Zainuri menambahkan dari hasil pemantauan, terdapat permasalahan atas kinerja perusahaan baik dari aspek prasyarat, ekologi dan sosial yang belum tuntas dan terindikasi ditutupi oleh lembaga yang melakukan penilaian dan perusahaan yang dinilai.
“Indikasi atas adanya permasalahan atas kinerja perusahaan ini menguat saat KPK membuka kembali kasus ini. Oleh karena itu, terkait sertifikat SVLK yang diterima perusahaan ini harus dipertanggungjawabkan, tidak hanya oleh perusahaan tetapi juga lembaga sertifikasi/penilai yang telah menerbitkan sertifikat tersebut.
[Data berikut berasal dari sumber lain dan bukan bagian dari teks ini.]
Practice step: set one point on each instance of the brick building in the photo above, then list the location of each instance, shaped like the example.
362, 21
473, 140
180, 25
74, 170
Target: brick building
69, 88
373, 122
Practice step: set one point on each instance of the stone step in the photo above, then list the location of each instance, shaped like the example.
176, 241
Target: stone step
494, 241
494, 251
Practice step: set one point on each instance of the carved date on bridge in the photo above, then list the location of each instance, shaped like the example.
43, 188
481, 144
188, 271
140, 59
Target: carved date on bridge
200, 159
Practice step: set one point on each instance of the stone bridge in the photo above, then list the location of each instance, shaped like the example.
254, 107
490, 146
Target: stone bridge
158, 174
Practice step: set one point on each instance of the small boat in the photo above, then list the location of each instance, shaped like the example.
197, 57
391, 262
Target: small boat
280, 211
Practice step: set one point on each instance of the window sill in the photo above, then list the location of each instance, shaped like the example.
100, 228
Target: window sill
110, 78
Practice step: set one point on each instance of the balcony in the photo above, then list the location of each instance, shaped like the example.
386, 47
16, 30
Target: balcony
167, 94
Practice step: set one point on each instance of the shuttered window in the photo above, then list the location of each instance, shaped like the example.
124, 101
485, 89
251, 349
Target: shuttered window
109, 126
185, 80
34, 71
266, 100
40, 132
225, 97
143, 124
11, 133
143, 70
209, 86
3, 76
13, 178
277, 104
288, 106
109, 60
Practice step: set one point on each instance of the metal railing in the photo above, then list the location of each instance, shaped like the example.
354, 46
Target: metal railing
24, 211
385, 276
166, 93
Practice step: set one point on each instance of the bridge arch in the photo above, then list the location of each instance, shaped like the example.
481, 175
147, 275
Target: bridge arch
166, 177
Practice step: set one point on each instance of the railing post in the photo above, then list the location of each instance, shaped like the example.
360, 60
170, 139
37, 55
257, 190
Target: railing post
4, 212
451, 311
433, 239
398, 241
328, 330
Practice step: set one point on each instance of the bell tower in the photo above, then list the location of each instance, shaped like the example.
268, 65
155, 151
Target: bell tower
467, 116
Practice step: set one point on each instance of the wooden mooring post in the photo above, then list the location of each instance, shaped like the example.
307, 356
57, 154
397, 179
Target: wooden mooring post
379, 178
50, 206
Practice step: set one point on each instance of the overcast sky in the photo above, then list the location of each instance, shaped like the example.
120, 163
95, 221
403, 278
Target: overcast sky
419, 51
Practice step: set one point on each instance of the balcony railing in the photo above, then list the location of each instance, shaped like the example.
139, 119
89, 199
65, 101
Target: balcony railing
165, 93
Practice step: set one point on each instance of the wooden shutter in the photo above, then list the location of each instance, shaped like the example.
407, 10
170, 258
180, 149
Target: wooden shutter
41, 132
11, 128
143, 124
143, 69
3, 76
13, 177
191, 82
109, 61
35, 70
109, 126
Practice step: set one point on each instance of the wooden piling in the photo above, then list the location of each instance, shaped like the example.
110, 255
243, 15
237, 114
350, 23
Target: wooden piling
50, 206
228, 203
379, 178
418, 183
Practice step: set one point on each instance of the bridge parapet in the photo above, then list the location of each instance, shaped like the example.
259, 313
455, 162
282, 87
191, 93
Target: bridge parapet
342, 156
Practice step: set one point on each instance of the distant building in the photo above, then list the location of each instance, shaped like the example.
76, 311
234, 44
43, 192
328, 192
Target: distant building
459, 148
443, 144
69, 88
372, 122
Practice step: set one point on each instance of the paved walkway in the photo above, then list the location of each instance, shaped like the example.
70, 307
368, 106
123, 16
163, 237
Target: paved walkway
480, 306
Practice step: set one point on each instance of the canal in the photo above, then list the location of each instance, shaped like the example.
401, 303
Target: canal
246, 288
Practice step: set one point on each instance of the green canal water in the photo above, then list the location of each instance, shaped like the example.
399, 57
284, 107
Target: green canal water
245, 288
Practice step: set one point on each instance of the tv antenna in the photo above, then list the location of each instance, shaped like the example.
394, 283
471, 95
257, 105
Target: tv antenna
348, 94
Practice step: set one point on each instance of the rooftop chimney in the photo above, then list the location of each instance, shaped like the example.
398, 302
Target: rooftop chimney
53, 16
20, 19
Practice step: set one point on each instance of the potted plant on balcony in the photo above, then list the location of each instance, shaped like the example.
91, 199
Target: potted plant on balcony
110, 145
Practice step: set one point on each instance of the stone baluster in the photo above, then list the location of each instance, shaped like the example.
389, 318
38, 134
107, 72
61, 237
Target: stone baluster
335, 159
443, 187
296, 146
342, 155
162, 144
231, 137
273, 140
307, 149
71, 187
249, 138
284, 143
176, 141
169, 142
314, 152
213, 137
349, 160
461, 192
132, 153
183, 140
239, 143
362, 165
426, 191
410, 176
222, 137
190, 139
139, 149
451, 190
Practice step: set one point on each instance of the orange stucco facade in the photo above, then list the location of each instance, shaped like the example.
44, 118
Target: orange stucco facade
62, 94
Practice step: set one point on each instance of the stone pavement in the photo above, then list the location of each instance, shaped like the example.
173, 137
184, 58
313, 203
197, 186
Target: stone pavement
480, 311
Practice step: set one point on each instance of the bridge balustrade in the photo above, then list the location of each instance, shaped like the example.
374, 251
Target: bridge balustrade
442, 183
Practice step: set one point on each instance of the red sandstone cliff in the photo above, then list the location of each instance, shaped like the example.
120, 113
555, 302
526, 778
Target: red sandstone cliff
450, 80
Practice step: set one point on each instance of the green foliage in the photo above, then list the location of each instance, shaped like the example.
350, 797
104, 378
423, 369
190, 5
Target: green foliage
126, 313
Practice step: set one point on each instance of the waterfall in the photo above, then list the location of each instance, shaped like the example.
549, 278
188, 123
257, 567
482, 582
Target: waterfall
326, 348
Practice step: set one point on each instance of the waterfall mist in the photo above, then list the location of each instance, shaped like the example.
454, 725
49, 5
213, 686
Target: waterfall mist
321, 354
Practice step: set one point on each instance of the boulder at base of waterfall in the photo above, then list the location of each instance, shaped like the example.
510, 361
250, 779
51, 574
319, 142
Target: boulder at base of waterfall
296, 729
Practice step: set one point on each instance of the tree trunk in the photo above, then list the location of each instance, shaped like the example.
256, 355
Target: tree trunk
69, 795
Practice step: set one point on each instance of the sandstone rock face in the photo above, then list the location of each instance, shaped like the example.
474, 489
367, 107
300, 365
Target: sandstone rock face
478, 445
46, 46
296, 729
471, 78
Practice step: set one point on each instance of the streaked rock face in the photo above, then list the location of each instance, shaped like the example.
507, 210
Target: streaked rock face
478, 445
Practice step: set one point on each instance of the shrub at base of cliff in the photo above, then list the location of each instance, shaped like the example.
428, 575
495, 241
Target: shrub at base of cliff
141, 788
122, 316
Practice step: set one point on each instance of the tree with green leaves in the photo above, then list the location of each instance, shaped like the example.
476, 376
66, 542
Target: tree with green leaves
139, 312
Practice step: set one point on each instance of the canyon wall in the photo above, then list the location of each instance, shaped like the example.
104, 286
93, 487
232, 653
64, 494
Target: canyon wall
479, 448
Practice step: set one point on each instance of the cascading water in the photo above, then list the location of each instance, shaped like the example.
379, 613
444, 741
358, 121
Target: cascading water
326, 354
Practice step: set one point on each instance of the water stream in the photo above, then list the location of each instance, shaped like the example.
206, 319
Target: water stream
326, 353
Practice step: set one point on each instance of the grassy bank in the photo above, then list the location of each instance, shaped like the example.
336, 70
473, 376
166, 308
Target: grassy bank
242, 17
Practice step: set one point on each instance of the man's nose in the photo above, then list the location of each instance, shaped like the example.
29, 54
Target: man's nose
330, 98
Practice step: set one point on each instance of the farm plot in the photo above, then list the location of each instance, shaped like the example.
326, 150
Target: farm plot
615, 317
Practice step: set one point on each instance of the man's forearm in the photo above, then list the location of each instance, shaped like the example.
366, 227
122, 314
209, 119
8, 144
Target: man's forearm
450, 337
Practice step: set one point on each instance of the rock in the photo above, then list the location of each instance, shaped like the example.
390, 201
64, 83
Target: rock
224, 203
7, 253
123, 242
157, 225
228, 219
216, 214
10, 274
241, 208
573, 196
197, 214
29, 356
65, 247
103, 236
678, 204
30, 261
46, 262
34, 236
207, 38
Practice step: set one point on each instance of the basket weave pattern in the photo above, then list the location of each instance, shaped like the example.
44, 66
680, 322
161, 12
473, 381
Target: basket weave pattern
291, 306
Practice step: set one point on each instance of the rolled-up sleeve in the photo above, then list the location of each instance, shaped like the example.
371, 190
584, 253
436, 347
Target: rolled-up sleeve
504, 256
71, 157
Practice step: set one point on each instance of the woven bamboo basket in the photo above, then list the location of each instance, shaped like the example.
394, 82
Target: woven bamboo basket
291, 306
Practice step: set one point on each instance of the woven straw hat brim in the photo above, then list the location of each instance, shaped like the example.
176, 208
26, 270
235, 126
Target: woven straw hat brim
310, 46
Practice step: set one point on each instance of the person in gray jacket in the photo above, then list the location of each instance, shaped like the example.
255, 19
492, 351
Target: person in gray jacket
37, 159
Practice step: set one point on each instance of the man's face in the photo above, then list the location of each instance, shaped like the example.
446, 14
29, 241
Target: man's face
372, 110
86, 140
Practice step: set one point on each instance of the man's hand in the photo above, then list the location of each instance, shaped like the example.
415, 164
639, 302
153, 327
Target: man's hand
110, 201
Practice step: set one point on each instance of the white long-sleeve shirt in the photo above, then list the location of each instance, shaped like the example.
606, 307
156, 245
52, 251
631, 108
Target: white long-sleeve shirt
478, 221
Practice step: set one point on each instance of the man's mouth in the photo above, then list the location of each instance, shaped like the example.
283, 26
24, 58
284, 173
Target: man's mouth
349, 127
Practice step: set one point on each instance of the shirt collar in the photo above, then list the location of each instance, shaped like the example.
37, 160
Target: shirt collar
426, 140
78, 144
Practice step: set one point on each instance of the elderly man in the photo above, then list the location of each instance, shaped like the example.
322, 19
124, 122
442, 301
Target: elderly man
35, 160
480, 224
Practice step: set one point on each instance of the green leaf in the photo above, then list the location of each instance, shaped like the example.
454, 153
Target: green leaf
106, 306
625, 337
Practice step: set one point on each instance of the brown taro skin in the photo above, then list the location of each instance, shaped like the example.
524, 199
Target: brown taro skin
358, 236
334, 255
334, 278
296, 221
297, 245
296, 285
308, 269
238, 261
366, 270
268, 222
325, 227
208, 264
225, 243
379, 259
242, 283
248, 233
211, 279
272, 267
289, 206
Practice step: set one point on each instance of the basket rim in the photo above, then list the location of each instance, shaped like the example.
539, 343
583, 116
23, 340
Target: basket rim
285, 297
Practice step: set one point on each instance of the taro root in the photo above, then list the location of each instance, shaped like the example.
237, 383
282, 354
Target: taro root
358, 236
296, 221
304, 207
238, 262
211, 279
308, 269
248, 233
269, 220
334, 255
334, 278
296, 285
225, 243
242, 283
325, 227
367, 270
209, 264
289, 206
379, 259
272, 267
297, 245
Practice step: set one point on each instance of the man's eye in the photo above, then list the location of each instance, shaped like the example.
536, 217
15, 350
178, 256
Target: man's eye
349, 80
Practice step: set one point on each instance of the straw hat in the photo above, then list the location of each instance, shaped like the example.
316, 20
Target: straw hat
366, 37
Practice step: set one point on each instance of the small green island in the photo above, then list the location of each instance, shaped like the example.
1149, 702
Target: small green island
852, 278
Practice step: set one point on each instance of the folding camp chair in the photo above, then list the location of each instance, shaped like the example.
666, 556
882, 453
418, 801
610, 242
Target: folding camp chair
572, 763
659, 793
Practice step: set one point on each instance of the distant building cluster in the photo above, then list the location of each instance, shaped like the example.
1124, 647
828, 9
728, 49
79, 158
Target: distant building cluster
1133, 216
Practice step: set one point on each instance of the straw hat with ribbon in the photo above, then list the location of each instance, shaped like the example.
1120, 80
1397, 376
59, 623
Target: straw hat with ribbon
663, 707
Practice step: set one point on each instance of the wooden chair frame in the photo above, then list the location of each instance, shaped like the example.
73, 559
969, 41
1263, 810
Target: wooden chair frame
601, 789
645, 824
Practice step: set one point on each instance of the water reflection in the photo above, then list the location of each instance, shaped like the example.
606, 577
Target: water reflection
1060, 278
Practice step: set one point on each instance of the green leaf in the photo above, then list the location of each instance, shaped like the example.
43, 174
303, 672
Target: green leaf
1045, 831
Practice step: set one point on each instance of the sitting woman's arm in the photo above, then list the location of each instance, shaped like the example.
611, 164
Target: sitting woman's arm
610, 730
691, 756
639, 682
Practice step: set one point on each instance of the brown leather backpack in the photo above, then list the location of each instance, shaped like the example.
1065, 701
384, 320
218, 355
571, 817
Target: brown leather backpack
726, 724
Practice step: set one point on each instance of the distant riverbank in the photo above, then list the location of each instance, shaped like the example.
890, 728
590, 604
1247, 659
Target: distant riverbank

Komite Akreditasi Nasional (KAN) dan Kementerian Kehutanan juga turut bertanggung jawab atas hal ini,” ujar Zainuri Hasyim.
Sementara itu Dinamisator Nasional JPIK, Abu Meridian mengungkapkan JPIK selalu mengupayakan dalam forum perumusan aturan SVLK agar akar permasalahan di sektor kehutanan yaitu proses perizinan harus termasuk dalam salah satu verifier dominan (utama) bukan menjadi verifier co-dominan (penunjang) dalam penilaian pada SVLK.
“Bagaimana kita bisa berhasil dalam melakukan perbaikan tata kelola kehutanan kita, jika akar permasalahan tidak menjadi salah satu aspek yang penting untuk dinilai dalam SVLK ini,” kata Abu.
Abu juga menambahkan, kasus yang terjadi di Riau ini memperlihatkan pada semua pihak bahwa masih terjadi praktek-praktek yang tidak sehat dalam proses perizinan di sektor kehutanan yang melibatkan pemerintah baik pusat maupun daerah.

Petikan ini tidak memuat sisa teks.